The Royal Air Forces Association in Sheffield announced wreath laying will take place at the memorial in Endcliffe Park at 1.15pm.  

This will be followed by a service at St Augustine’s Church in Brocco Bank at 2pm. 

The Mi Amigo crew.

It is expected to be attended by the lord mayor of Sheffield, Magid Magid, Lord-Lieutenant of South Yorkshire. Andrew Coombe, along with personnel from the Royal Air Force and United States Air Force.  

A flypast will take place on the Friday following a campaign led by Lowedges grandfather-of-four Tony Foulds, who was one of a group of school children in the park who witnessed the tragedy that fateful day. 

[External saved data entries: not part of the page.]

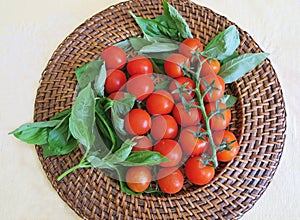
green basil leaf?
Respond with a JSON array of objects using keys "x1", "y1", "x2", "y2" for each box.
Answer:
[
  {"x1": 105, "y1": 138, "x2": 136, "y2": 163},
  {"x1": 123, "y1": 151, "x2": 169, "y2": 166},
  {"x1": 154, "y1": 79, "x2": 172, "y2": 91},
  {"x1": 140, "y1": 42, "x2": 178, "y2": 53},
  {"x1": 111, "y1": 111, "x2": 128, "y2": 138},
  {"x1": 203, "y1": 25, "x2": 240, "y2": 61},
  {"x1": 162, "y1": 0, "x2": 193, "y2": 39},
  {"x1": 221, "y1": 50, "x2": 239, "y2": 64},
  {"x1": 94, "y1": 60, "x2": 106, "y2": 97},
  {"x1": 75, "y1": 60, "x2": 104, "y2": 90},
  {"x1": 112, "y1": 93, "x2": 136, "y2": 116},
  {"x1": 69, "y1": 83, "x2": 95, "y2": 150},
  {"x1": 87, "y1": 155, "x2": 113, "y2": 169},
  {"x1": 129, "y1": 37, "x2": 152, "y2": 51},
  {"x1": 48, "y1": 115, "x2": 70, "y2": 147},
  {"x1": 114, "y1": 39, "x2": 132, "y2": 53},
  {"x1": 50, "y1": 109, "x2": 71, "y2": 121},
  {"x1": 219, "y1": 53, "x2": 269, "y2": 84},
  {"x1": 220, "y1": 95, "x2": 238, "y2": 108},
  {"x1": 9, "y1": 120, "x2": 60, "y2": 145},
  {"x1": 42, "y1": 138, "x2": 78, "y2": 158}
]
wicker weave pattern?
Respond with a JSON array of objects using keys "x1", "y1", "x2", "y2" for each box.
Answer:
[{"x1": 34, "y1": 0, "x2": 286, "y2": 219}]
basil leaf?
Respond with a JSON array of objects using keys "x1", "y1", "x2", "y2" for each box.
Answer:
[
  {"x1": 129, "y1": 37, "x2": 152, "y2": 51},
  {"x1": 140, "y1": 42, "x2": 178, "y2": 53},
  {"x1": 112, "y1": 93, "x2": 136, "y2": 116},
  {"x1": 114, "y1": 39, "x2": 132, "y2": 53},
  {"x1": 75, "y1": 60, "x2": 105, "y2": 90},
  {"x1": 221, "y1": 50, "x2": 239, "y2": 64},
  {"x1": 48, "y1": 115, "x2": 70, "y2": 147},
  {"x1": 50, "y1": 109, "x2": 71, "y2": 121},
  {"x1": 154, "y1": 80, "x2": 172, "y2": 91},
  {"x1": 220, "y1": 95, "x2": 237, "y2": 108},
  {"x1": 123, "y1": 151, "x2": 169, "y2": 166},
  {"x1": 94, "y1": 60, "x2": 106, "y2": 97},
  {"x1": 105, "y1": 138, "x2": 136, "y2": 163},
  {"x1": 69, "y1": 83, "x2": 95, "y2": 150},
  {"x1": 42, "y1": 138, "x2": 78, "y2": 158},
  {"x1": 219, "y1": 53, "x2": 269, "y2": 83},
  {"x1": 203, "y1": 25, "x2": 240, "y2": 61},
  {"x1": 87, "y1": 156, "x2": 112, "y2": 169},
  {"x1": 9, "y1": 120, "x2": 60, "y2": 145},
  {"x1": 162, "y1": 0, "x2": 193, "y2": 39}
]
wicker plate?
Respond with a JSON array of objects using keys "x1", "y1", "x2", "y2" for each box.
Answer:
[{"x1": 34, "y1": 0, "x2": 286, "y2": 219}]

The wreckage of the Mi Amigo.

The Mi Amigo aircraft was returning from an intended bombing raid over Europe in which it was left badly damaged after being attacked by the Luftwaffe.

The story goes that the crew was attempting to make an emergency landing on the field in the park. 

But after witnessing a young Mr Foulds and his friends on the grass the aircraft instead diverted and crashed into trees nearby, killing all the crew.

The 82-year-old previously told how he has developed a deep-seated feeling of guilt over the crash, which prompted him to always ensure the memorial is maintained.